Near-term action is awaiting directional signals from a break of either boundary of the daily Ichimoku cloud

USD/JPY continues to trade within the daily Ichimoku cloud (144.43–145.59), and remains confined between the Tenkan-sen and Kijun-sen lines, with the Kijun-sen (145.38) acting as a cap on today’s price action.

The near-term technical structure shows a mild bullish bias, supported by building positive momentum and repeated daily closes above the Tenkan-sen.

However, an overbought stochastic oscillator presents a potential limiting factor, tempering the bullish signals.

A sideways consolidation phase is likely to persist while the pair remains inside the cloud, reinforced by Monday’s strong downside rejection and today’s upside rejection.

Clear directional cues are expected from a decisive break above or below the daily cloud boundaries.

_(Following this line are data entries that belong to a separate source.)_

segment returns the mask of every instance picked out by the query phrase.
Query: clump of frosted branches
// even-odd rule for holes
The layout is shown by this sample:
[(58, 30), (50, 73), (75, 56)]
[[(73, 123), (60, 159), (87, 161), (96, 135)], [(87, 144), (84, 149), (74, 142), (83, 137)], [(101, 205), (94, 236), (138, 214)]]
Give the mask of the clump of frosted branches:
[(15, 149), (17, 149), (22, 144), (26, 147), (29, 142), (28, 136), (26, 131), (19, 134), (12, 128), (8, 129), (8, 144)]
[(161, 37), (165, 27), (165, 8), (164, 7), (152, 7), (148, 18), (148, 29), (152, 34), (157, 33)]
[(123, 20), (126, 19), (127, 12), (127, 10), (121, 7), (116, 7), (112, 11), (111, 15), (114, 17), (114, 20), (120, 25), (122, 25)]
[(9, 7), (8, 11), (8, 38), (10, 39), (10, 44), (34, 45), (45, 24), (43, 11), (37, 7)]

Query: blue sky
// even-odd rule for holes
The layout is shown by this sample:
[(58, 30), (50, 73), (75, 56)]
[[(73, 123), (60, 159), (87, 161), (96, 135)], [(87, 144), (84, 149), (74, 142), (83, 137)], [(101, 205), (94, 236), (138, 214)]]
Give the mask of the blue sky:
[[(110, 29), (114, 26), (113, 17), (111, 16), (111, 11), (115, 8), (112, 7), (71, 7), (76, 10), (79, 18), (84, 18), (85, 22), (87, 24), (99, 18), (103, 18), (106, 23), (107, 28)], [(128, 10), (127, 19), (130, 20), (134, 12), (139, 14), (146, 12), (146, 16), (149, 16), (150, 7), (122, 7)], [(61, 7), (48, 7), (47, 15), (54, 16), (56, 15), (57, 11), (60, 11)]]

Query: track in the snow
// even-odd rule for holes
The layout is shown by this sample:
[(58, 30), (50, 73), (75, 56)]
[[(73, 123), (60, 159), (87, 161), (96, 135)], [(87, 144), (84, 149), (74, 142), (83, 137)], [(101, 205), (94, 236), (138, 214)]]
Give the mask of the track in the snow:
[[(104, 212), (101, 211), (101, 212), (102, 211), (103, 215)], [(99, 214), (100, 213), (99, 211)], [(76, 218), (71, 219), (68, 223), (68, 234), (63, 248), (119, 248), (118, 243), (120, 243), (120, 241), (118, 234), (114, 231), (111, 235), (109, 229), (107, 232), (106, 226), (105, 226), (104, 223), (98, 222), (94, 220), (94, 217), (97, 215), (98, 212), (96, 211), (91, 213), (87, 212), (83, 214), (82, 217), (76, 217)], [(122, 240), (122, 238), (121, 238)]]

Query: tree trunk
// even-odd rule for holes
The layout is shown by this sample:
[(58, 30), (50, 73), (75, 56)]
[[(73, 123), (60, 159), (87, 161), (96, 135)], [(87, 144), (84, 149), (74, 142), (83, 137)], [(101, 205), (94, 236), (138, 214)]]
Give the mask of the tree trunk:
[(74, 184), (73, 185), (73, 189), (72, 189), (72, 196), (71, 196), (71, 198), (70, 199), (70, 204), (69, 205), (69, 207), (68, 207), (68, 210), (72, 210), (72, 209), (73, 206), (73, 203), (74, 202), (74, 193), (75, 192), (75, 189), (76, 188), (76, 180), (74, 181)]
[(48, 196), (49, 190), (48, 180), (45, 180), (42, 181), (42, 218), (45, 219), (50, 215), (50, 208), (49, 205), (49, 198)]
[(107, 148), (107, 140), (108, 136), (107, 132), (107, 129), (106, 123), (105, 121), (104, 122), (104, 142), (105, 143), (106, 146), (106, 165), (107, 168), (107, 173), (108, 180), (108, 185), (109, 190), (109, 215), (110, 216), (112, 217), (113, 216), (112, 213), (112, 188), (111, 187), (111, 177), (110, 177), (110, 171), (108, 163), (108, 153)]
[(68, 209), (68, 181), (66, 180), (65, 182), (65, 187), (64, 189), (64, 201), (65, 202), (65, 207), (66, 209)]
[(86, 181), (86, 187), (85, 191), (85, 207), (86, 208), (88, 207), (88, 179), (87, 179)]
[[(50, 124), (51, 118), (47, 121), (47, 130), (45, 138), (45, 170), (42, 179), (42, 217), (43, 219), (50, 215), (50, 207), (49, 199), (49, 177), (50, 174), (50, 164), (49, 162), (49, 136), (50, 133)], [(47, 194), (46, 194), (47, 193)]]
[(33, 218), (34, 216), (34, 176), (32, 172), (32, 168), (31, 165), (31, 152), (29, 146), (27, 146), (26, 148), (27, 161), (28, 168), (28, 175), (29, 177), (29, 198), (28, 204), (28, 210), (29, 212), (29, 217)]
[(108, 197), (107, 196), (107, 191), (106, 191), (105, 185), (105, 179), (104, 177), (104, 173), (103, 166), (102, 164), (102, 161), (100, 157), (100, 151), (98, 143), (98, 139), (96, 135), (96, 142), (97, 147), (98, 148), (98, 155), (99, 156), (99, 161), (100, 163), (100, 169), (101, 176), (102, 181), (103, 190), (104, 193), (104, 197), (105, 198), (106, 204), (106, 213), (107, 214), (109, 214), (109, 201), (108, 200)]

While the U.S. dollar finds modest support from optimism surrounding U.S.–China trade discussions, this has yet to translate into significant price action.

Attention now turns to upcoming U.S. inflation data, which may offer further guidance on the Federal Reserve’s near-term policy stance.

Meanwhile, expectations that the Bank of Japan will maintain its current monetary policy settings at next week’s meeting could weigh on the yen.

A sustained break below the cloud base and Tenkan-sen would weaken the short-term structure, opening the door to a test of support levels at 143.65/00 and 142.40, especially if selling pressure accelerates.

On the flip side, a firm break above the cloud top would generate a bullish signal, exposing upside targets at 146.15 and 146.38—representing the 61.8% Fibonacci retracement of the 148.64–142.11 drop and the May 29 spike high.